ABSTRACT OF THE DISSERTATION

The Pro-Inflammatory but not Protective Effects of Protease-Activated-Receptor-2 In the Airways are Abolished in Beta-Arrestin-2 Mice in OVA, Cockroach Frass and Alternaria-Induced Models of Allergic Asthma

by

Heddie Lynn Nichols

Doctor of Philosophy, Graduate Program in Biomedical Sciences

University of California, Riverside, December 2012

Dr. Kathryn A. DeFea

Proteinase Activated Receptor-2 (PAR2), a G Protein Coupled Receptor (GPCR) activated by serine-like proteases, is reported to have both protective and pro-inflammatory effects in the airway. Given these dual and apparently opposing actions, both inhibitors and activators of PAR2 have been proposed as therapeutics for asthma. PAR2 can signal through two independent pathways: a G-protein-dependent and a beta--arrestin-2-dependent/G-protein-independent one. The beta-arrestin-dependent pathway promotes leukocyte migration, while bronchiolar smooth muscle relaxation requires G-protein signaling intermediates. These studies address the hypothesis that inflammatory responses to PAR2 activation are mediated by beta-arrestins, while prostaglandin production and smooth muscle relaxation are not. Our initial studies focused on a mouse ovalbumin model for PAR2-modulated airway inflammation to focus specifically on PAR2 effects. During the course of our studies, two models of PAR2 dependent airway inflammation were introduced. They are: Alternaria alternata, a fungus that commonly grows in homes and on plant; and Cockroach Frass from Blatella germanica a common household pest. These models induce a more robust inflammatory response and are more physiologically relevant as they used common household allergens.

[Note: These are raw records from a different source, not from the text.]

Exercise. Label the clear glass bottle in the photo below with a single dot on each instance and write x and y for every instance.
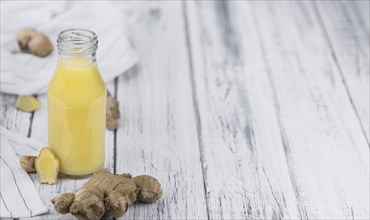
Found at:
(77, 105)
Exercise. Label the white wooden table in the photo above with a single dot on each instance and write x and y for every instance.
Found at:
(241, 109)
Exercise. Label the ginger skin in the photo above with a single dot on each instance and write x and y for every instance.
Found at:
(107, 192)
(28, 163)
(112, 112)
(47, 166)
(27, 103)
(35, 42)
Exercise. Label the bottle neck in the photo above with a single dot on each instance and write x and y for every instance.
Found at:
(77, 44)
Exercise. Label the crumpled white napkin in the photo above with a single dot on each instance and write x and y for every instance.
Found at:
(19, 196)
(25, 74)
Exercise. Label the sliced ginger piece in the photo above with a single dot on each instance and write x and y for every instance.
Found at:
(47, 166)
(27, 103)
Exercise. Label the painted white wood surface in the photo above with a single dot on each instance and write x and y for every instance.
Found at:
(349, 39)
(241, 109)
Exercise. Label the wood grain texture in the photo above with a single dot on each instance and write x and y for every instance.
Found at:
(362, 10)
(246, 170)
(324, 143)
(349, 42)
(13, 119)
(157, 133)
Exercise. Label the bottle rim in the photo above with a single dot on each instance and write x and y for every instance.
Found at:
(77, 42)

As determined by flow cytometry, cytospin and immunohistochemistry, PAR2-induced overall lung inflammation, mucus production, airway responsiveness and recruitment of eosinophils and CD4+-lymphocytes to the Broncho Alveolar Lavage Fluid (BALF) were abolished in beta-arrestin-2-/-, compared with wild type mice. These results were exacerbated in our AltA and BG models. In contrast, PAR2 promoted equivalent bronchial epithelium-dependent tracheal smooth muscle relaxation and production of PGE2 in both wild type and beta-arrestin-2-/- mice. Our data suggest that the PAR2-enhanced inflammatory process is beta-arrestin-2-dependent, while the `protective' anti-constrictor effect of bronchial epithelial PAR2 is beta-arrestin-independent.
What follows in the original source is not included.